Lembaga ini menuding beberapa penggambaran orang Afrika dan LGBT yang 'memperkuat stereotip homofobia dan rasis serta memperburuk stigma'.
Dikutip dari Al Jazeera, Selasa (24/5/2022), lebih dari 100 kasus yang dikonfirmasi atau diduga virus Monkeypox sejauh ini dilaporkan terjadi di hampir 20 negara.
Virus tersebut selama ini diketahui tidak pernah menjadi endemik. Sebagian besar kasus infeksi telah dilaporkan di Eropa, namun kasus yang dikonfirmasi dan dicurigai telah dilaporkan pula di Timur Tengah, Amerika Utara dan Australia.
Namun UNAIDS mengakui bahwa sebagian besar kasus Monkeypox baru-baru ini telah diidentifikasi diantara pria gay, biseksual, dan pria lain yang berhubungan seks dengan sesama pria.
Baca juga: Cacar Monyet atau Monkeypox: Asal-usul, Gejala Awal, dan Langkah Pencegahannya
Mereka menyatakan penularan virus cacar monyet kemungkinan besar melalui kontak fisik yang erat dengan penderita Monkeypox dan dapat mempengaruhi siapa saja.
"Stigma dan kesalahan, merusak kepercayaan dan kapasitas untuk merespons secara efektif selama munculnya wabah seperti ini," klaim Wakil Direktur Eksekutif UNAIDS, Matthew Kavanagh.

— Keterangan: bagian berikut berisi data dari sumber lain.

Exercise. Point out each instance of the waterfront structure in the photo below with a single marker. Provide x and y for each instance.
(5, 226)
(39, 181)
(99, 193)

"Pengalaman menunjukkan bahwa retorika stigmatisasi dapat secara cepat menonaktifkan respons berbasis bukti, dengan memicu siklus ketakutan, menjauhkan orang dari layanan kesehatan, menghambat upaya untuk mengidentifikasi kasus, dan mendorong tindakan hukuman yang tidak efektif," ujarnya.
Baca juga: 92 Kasus Cacar Monyet Terdeteksi di 12 Negara, Diduga Terjadi karena Kontak Seksual
Monkeypox merupakan virus ringan yang dapat menyebabkan demam, sakit kepala serta ruam kulit yang khas bergelombang.
Kendati demikian, gejalanya bisa berkembang cukup parah. Gejala yang muncul biasanya hilang setelah 2 hingga 4 minggu.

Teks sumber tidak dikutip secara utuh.